L’automobiliste : Oui, merci.
Moi : Très bonne journée, à vous.
Ca me prend moins d’une minute. Je ne lui pas parlé de la Planète et d’écologie. Seulement de lui ou d’elle et d’un certain plaisir. J’ai des témoins, ça marche 9 fois sur 10 et je vous promets que je ne choisis pas mes « proies ». Ils y passent tous, ce y compris taximen, chauffeurs de bus ou de ministres et même policiers.
Que nos objectifs soient une Terre Verte, un Monde Juste, solidaire, de respect, … est une évidence. Il n’en reste pas moins que les chemins qui nous y mènent peuvent être forts différents. Cette question n’est pas nouvelle : Les idées changent elles les comportements ou les comportements changent ils les idées ? Aujourd’hui, je pense que nous pouvons réfléchir en termes d’efficacité. D’un côté la communication commerciale est très efficace parce qu’elle nous suggère du plaisir. La communication sociale et environnementale pour des raisons éduco-culturelles, est sacrificielle. Pourtant, elles ont toutes les deux le même objectif. L’une est axée sur le comportement tandis que l’autre est sur les idées. Je vous laisse juge de leur efficacité.

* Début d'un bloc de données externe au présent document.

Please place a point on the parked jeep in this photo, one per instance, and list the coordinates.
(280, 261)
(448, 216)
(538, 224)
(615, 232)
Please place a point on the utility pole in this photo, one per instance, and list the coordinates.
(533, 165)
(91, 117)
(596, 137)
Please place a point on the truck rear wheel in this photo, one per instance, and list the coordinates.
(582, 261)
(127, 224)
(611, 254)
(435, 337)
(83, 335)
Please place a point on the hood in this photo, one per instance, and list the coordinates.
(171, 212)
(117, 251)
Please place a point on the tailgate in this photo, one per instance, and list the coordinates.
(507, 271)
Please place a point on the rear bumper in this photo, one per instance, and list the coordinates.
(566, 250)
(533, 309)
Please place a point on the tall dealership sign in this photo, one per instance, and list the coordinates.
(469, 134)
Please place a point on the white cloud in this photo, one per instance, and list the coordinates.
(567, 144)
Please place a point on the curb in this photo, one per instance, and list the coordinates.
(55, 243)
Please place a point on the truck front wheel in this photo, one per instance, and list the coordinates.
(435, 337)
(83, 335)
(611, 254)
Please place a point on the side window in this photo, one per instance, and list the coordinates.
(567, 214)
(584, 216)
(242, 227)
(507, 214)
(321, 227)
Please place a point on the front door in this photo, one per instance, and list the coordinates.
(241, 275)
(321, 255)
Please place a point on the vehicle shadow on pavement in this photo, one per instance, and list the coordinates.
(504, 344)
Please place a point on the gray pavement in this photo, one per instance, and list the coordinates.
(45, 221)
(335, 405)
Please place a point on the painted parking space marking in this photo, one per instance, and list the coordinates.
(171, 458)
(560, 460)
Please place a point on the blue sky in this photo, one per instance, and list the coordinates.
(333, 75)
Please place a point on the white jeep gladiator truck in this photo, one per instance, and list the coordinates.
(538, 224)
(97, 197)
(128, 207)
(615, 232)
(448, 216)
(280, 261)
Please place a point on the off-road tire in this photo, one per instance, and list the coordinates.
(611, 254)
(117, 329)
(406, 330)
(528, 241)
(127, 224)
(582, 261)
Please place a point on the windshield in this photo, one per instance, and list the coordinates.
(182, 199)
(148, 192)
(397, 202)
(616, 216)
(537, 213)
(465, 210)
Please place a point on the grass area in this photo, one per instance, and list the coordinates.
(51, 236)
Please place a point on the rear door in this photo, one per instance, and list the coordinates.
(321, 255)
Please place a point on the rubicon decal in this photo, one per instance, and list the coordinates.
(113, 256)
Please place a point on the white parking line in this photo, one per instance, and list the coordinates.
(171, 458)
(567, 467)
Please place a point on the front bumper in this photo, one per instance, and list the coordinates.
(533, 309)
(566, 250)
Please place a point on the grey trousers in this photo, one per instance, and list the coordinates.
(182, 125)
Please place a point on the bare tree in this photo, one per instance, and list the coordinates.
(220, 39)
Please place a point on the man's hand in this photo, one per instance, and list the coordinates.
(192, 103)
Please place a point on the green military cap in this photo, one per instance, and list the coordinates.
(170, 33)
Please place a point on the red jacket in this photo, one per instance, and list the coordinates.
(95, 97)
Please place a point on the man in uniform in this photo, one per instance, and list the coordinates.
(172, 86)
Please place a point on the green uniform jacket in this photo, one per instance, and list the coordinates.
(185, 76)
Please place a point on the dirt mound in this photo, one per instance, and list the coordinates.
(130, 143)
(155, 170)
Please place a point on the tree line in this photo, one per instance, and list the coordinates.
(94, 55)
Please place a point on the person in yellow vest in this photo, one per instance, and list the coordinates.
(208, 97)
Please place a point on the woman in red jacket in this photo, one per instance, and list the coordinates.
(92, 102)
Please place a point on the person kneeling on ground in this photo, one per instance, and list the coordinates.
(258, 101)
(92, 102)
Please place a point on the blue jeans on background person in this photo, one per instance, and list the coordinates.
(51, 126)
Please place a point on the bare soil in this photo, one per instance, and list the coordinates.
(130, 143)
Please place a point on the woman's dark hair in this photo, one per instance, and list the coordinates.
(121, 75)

Aujourd’hui, ne nous trompons pas, c’est beaucoup plus la résignation citoyenne qui pose problème que les citoyens eux-mêmes. C’est une excellente nouvelle, car dit résignation dit frustration d’une envie. Celle de pouvoir faire œuvre utile de sa bienveillance sociale ou écologique. Comment comprendre et surfer harmonieusement sur ce véritable tsunami d’envie citoyenne ? Quelques suggestions qui ne coûtent pas un euro et qui peuvent peut-être en rapporter un paquet.
1. Combler l’abîme qui nous sépare de la chose publique. Le mot « gens » prononcé par un représentant politique a pour moi un effet désastreux sur ce phénomène de dissociation.
2. Valoriser immédiatement ce que fait déjà de bien une majorité d’entres-nous. Un exemple : Parler de contributions plutôt que de taxes ou d’impôts nous permettrait en un clin d’œil de s’approprier notre participation à l’effort public. Qu’il y ait un peu de nous pourrait être rappelé. Parmi les salariés publics ou privés, peu connaissent leur brut et donc leur « contribution ». Un second exemple : si on pouvait considérer les utilisateurs de Transports en Commun comme d’une part des personnes contribuant quotidiennement à une Terre Verte et d’autre part comme des clients qui contents sont les meilleurs prescripteurs de cette mobilité. Pourquoi avoir choisi le mot « Eco-Taxe » plutôt que par exemple : « Eco-plus » ou « Eco-Contri » ?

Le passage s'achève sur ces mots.